La question porte sur un droit de l’homme pris dans le
sens d’un droit qui affirme l’immunité contre
toute forme de coercition. Pour parler plus précisément,
la question est la suivante : est-ce qu’ un droit est
donné à autrui, et notamment au pouvoir public,
d’empêcher quelqu’un d’agir publiquement contre sa conscience
? Car, à dire vrai, le fait que la conscience
d’un agent soit erronée n’entraîne pas chez autrui
le droit d’empêcher son action. Dans la question
qui nous concerne, c’est en vain qu’on a recours
au principe énonçant que les droits fondés
sur la vérité ont des fondements différents
de ceux fondés sur l’erreur. Ce qui est tout à
fait juste si l’on veut dire que l’erreur ne peut pas être
le fondement d’une loi, mais la vérité seule.

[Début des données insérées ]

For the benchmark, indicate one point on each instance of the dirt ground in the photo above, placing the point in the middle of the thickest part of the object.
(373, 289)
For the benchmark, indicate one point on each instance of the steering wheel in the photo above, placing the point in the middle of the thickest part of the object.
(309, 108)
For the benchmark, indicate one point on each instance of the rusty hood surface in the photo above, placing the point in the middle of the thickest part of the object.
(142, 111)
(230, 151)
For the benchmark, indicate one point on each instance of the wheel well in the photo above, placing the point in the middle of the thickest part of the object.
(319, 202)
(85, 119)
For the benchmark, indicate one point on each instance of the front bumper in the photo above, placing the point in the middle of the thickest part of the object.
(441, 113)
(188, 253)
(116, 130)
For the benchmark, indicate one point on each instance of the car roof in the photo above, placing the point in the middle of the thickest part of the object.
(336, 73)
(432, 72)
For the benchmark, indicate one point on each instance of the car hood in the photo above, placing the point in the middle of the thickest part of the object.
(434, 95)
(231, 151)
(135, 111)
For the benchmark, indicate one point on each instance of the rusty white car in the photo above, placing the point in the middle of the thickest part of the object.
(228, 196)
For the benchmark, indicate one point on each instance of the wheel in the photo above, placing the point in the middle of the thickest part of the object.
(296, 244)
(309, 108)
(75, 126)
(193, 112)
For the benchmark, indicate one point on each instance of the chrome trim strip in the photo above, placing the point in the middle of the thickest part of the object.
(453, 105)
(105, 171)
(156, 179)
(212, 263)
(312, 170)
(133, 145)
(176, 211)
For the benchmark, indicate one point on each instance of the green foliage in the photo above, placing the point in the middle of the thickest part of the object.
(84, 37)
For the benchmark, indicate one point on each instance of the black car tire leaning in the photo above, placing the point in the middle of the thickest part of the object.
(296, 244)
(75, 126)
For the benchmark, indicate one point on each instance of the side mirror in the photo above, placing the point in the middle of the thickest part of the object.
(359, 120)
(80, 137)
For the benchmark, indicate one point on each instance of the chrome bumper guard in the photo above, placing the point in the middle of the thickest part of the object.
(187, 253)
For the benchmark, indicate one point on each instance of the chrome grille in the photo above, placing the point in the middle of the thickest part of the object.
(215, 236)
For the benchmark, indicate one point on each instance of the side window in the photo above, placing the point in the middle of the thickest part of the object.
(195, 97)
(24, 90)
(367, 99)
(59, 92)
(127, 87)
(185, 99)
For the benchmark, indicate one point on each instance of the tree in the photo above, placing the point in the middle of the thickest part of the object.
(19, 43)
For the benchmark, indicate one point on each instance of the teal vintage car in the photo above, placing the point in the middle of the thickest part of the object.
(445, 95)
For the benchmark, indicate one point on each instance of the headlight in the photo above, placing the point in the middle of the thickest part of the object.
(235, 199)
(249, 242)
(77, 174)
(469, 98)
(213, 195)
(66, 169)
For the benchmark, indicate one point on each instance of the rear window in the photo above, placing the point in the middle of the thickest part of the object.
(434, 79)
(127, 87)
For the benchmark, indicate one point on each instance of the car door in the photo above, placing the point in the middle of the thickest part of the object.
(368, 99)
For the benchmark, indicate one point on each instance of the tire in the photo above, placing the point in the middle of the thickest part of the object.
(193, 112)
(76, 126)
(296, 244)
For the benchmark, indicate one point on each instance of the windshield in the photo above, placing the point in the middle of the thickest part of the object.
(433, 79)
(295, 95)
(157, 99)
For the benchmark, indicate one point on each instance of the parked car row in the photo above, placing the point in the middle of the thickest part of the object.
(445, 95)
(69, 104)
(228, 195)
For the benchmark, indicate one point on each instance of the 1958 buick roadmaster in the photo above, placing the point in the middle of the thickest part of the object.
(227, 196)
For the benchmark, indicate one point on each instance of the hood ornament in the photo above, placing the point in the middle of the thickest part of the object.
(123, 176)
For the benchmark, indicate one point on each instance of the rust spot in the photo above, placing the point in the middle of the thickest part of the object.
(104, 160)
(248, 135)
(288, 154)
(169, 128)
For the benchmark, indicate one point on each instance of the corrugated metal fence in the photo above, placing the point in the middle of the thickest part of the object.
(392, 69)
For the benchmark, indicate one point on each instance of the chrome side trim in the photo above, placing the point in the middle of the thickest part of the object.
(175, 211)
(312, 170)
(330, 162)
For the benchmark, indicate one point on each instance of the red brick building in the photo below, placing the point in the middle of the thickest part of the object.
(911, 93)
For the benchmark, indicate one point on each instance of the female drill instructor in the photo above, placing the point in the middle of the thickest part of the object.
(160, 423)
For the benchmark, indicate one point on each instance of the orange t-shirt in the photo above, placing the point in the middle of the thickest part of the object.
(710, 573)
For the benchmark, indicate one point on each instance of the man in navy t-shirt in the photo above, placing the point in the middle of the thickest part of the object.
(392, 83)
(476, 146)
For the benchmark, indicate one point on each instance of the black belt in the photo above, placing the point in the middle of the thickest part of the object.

Il faut de nouveau se rappeler que la question de droit dont
nous traitons est l’immunité contre la coercition. Il
est bien entendu que bénéficie de cette immunité
l’homme dont la conscience est vraie. En jouit
également l’homme à la conscience erronée, jusqu’à
ce qu’on fasse la démonstration qu’une personne, notamment
les détenteurs du pouvoir public, possède éventuellement
le droit d’empêcher un acte public quelconque de
religion. (page 10)
Il convient de noter
que le schéma sur la déclaration n’affirme pas
être donné un droit à répandre les erreurs
religieuses dans la société. Car,
prise en elle-même et surtout dans l’état de la question
présente, une affirmation de cette sorte est vide de tout
sens. On poserait la question avec beaucoup plus de justesse
en procédant ainsi : est-ce que le pouvoir public possède
un droit ---et de quelle nature est-il-- d’exercer de
la coercition envers un homme qui professe publiquement ses convictions
religieuses ? (11)
Que l’on se souvienne
que le texte du schéma ne reconnaît pas le droit d’enseigner
en public des choses fausses, mais affirme le droit à
l’immunité contre la coercition. (11)
Bien que la déclaration
n’entende pas énoncer des applications particulières
des principes, surtout si elles impliquent des questions complexes.
(page 13).
On lit : fondés
sur l’ordre moral objectif. C’est une addition d’un grand poids.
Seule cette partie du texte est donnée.